A onda da pilantropia - continuação
A explosão do terceiro setor criou
outro tipo de ONG: a dos aproveitadores que, na falta de fiscalização, desviam
recursos públicos e enriquecem
Quando o sociólogo Herbert de Souza, o Betinho,
criou a Ação da Cidadania contra a Fome, a Miséria e pela Vida, no Rio de
Janeiro, em 1993, ajudou a cristalizar a imagem que até hoje persiste das
organizações não-governamentais, as ONGs. No imaginário popular, elas
representam uma trincheira da sociedade civil contra os abusos de governos ou
grandes empresas. Seriam todas campeãs de causas nobres e estariam repletas de
ativistas dedicados e altruístas. Era o caso de Betinho. É o caso de Viviane
Senna, com seu Instituto Ayrton Senna. É o caso de milhares de organizações que
- equivocadas ou não - lutam pelo que acreditam. Mas não é o caso de todas as
ONGs. Longe disso.
Nos anos 90, em decorrência da insuficiência dos
Estados em suprir as necessidades da população, proliferou o que hoje se chama
terceiro setor, formado por entidades privadas dedicadas ao bem público: ONGs,
instituições religiosas, entidades beneficentes etc. Nessa onda, o número de
ONGs cresceu tanto que o acadêmico americano David Korten, ex-professor de
Harvard e referência mundial nessa área, criou uma classificação para elas. As
ONGs da primeira geração, segundo ele, operam com urgências, distribuem
serviços, alimentos e remédios. Dão o peixe. As ONGs da segunda geração se
empenham em fazer com que as comunidades pobres encontrem a solução para os
próprios problemas. Ensinam a pescar. As da terceira geração transitam no campo
das idéias, da formação moral, da cidadania. Elas se propõem a ser motores de
mudanças políticas e sociais.
Korten não previu uma quarta - e indesejável - geração
de ONGs: as "pilantrópicas". São ONGs suspeitas de ser usadas como
laranjas para burlar leis de licitações, desviar recursos, fazer caixa dois de
campanhas eleitorais e propiciar enriquecimento ilícito. São também aquelas
dedicadas a aproveitar reivindicações de minorias para achacar empresas. No Rio
de Janeiro, 12 ONGs são investigadas pelo Ministério Público por convênios
milionários com o governo fluminense. Uma delas, o Centro Brasileiro de Defesa
dos Direitos da Cidadania (CBDDC), que funciona em uma pequena sala de uma
cidade do interior do Estado do Rio, recebeu no ano passado um repasse de R$
105 milhões em recursos públicos.
Reportagens publicadas pelo jornal O Globo
revelaram que algumas dessas instituições são ligadas a empresários que fizeram
doações à pré-campanha à Presidência da República de Anthony Garotinho, marido
da governadora Rosinha Garotinho (PMDB). A ONG recebia dinheiro do governo
Rosinha e ajudava Garotinho. Recentemente, apareceram indícios de que ONGs de
fachada foram usadas pela quadrilha de sanguessugas que desviava recursos do
Orçamento com a venda superfaturada de ambulâncias. As entidades eram usadas
para driblar restrições da Lei de Responsabilidade Fiscal à transferência de
dinheiro do governo federal para prefeituras inadimplentes.

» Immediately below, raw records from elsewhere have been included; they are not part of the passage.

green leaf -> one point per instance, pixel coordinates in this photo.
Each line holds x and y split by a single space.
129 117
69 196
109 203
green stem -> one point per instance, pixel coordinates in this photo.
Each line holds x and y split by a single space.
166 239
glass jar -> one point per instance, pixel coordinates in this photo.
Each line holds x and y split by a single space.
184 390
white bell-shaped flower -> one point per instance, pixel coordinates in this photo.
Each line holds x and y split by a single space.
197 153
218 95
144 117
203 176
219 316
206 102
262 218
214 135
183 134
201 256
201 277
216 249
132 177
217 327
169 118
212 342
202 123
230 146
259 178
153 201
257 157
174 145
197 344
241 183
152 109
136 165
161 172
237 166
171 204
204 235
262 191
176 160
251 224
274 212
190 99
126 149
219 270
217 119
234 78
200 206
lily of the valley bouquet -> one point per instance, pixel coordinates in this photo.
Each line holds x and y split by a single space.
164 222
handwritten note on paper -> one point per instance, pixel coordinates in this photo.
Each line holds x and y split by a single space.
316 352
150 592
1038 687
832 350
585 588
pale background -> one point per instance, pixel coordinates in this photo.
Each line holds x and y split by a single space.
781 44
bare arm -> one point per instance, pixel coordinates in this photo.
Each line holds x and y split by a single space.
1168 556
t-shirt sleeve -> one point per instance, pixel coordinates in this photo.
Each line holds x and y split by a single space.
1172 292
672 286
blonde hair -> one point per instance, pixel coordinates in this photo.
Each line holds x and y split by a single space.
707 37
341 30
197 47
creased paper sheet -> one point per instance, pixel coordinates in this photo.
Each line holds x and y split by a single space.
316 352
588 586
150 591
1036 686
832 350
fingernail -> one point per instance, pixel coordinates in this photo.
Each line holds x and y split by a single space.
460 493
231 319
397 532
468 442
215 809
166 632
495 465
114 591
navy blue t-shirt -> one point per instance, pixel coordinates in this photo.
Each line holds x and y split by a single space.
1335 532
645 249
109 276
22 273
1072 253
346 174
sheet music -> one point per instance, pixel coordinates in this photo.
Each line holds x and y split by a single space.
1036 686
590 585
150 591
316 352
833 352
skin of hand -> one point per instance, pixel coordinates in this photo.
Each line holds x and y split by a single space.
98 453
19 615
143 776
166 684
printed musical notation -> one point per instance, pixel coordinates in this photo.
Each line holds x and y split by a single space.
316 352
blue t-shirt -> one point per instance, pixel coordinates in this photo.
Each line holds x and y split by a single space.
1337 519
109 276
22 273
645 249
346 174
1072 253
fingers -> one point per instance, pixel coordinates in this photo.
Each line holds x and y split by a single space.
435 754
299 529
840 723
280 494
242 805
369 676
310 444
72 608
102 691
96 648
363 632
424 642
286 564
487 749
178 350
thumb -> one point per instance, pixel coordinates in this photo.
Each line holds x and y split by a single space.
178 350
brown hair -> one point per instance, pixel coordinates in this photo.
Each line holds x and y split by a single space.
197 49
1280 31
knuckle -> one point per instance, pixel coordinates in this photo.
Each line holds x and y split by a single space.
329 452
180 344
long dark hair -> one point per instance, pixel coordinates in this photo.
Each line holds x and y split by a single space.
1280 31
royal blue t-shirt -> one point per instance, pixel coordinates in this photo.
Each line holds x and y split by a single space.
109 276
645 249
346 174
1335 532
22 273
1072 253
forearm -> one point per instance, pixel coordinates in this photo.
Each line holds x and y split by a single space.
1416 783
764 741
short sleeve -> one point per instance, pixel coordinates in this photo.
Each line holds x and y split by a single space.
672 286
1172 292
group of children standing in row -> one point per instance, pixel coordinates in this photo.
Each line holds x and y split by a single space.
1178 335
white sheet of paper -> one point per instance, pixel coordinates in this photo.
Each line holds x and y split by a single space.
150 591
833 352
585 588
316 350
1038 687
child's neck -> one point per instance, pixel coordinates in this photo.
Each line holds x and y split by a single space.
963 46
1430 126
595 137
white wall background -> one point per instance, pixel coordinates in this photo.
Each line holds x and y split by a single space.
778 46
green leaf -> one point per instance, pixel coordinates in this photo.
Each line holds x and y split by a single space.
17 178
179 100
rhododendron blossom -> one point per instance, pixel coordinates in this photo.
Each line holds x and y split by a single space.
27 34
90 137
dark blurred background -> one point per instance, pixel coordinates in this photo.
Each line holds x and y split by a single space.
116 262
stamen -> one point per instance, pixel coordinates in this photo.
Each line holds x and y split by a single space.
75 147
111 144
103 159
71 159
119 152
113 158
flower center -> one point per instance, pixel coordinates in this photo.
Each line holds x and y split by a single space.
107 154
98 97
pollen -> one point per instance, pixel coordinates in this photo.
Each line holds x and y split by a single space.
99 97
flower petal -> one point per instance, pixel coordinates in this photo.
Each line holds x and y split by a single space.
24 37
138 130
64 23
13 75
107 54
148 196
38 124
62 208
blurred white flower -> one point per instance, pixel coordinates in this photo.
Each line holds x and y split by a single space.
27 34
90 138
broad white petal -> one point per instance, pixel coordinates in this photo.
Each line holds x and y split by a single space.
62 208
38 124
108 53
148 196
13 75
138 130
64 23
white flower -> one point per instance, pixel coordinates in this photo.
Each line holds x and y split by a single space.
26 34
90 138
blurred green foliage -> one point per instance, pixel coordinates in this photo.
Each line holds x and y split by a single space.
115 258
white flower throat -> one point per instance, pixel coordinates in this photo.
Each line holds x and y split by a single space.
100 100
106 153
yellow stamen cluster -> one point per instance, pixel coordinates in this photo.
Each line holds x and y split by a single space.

Por que esse desvirtuamento da sigla ONG? Uma das
razões é que houve uma vertiginosa proliferação das ONGs. Em 2002, ano da
última contagem oficial, havia 276 mil ONGs no Brasil. É uma para cada 600
habitantes. De lá para cá, surgiram em média mais oito ONGs por dia, numa
estimativa baseada apenas nas que entraram com pedidos de parcerias com
governos ou de benefícios tributários. Não entraram na conta os milhares de
ONGs que não se registraram nos órgãos federais.
Essa multiplicação das ONGs não se deve a uma
repentina febre de idealismo. Nos últimos anos, criaram-se condições que
estimularam o crescimento do terceiro setor. No Estado do Rio, por exemplo,
difundiu-se a prática de contratação de funcionários pelo governo estadual por
intermédio de ONGs, para burlar a exigência de concurso público. "É uma
intermediação ilegal", diz João Batista Berthier, do Ministério Público do
Trabalho do Rio. "Mas se tornou tão disseminada e caótica que não temos
estimativas sobre o número de funcionários terceirizados via ONGs."
A esse crescimento não correspondeu o necessário
aumento da fiscalização. "Só o Estado tem poderes de investigar. O cidadão
comum, não", diz a advogada Elisa Larroudé, autora de uma tese de mestrado
pela Fundação Getúlio Vargas (FGV) de São Paulo sobre ONGs. A fiscalização do
governo federal se limita à verificação do cumprimento de formalidades.
"Atestamos a intenção de trabalhar pelo interesse público, e não se a
organização realmente trabalha", diz José Eduardo Elias Romão, diretor de
Justiça e Classificação do Ministério da Justiça. "É uma loucura. Esse
modelo não combina com o estado democrático de direito."